It is 1965 and a troop of Khaki Scouts are camping on a
small archipelago, Penzance Island off the coast of New
England . Young Sam Shakusky (Jared Gilman) has run away from Camp
with local girl Suzy Bishop (Kara Hayward). Scout Master Randy Ward (Edward
Norton) and Police Captain Sharp (Bruce Willis) round up a search party,
including Suzy’s parents (Bill Murray and Frances McDormand), and hunt for the
missing pair.
Norton plays it appropriately straight as a man who takes
his scouting very seriously. Willis gives more than a touch of melancholy.

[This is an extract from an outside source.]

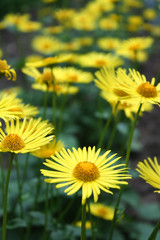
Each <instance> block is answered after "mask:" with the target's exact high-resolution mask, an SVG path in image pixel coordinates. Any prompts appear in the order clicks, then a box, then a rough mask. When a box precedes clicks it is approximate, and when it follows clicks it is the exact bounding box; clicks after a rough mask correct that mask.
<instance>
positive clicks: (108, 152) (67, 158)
mask: <svg viewBox="0 0 160 240" xmlns="http://www.w3.org/2000/svg"><path fill="white" fill-rule="evenodd" d="M100 151H101V149H98V150H97V151H96V150H95V147H93V148H91V147H88V149H86V147H84V148H83V149H81V148H78V149H77V150H76V149H75V148H72V151H71V150H70V149H67V150H65V149H64V148H63V149H62V150H61V151H60V152H59V153H56V155H55V156H51V157H52V159H53V161H52V160H48V159H46V162H44V165H46V166H47V167H49V168H51V169H52V170H45V169H41V173H42V174H43V175H44V176H46V177H49V178H47V179H45V181H46V182H48V183H58V184H57V185H56V187H57V188H61V187H66V186H67V188H66V190H65V192H66V193H67V194H68V195H72V194H74V193H76V192H77V191H78V190H80V189H82V204H85V202H86V199H87V198H89V197H90V196H91V195H92V193H93V196H94V201H95V202H97V201H98V195H99V194H100V190H102V191H105V192H107V193H110V194H113V192H112V191H111V190H110V188H118V189H120V186H119V185H120V184H127V182H126V181H125V179H129V178H131V177H130V176H129V175H128V174H127V173H126V168H125V166H124V165H125V164H117V165H116V164H115V163H116V162H117V161H118V160H119V158H120V157H116V158H115V155H116V154H112V155H109V153H110V151H107V152H105V153H104V154H103V155H101V156H99V154H100ZM68 185H69V187H68Z"/></svg>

McDormand and Murray are a little quirkier in performance. But they all play
second fiddle to the kids. The two young leads do well, heading this seasoned
cast. There is nothing obvious about newcomer Jared Gilman’s performance. It is
wonderfully unaffected and, as so often with children in real life, unconsciously
eccentric. Kara Hayward has a charming vulnerability and makes for a believable
young sweetheart.
In scripting the film, Wes Anderson reunites, and comes up
trumps again, with Roman Coppola, with whom he wrote The Darjeeling Limited. Moonrise Kingdom
is completely charming and should – as proved in Cannes just recently - melt the iciest of
cynical hearts. It’s as fresh and brilliantly peculiar as anything Anderson ’s done
previously. At times its cartoonishness undermines the emotional heft. As with
all of his films there is depth if you look for it. The director always manages
to captures the seriousness of childhood and here he is given opportunity to
explore that in more detail. It makes me wonder what kind of a kid he
was, himself. I like to think he was just like one of his characters, marching around
giving orders to a lackey traipsing behind him taking notes. But I imagine it
would have been an awful lot of fun – even for that lackey - being his friend.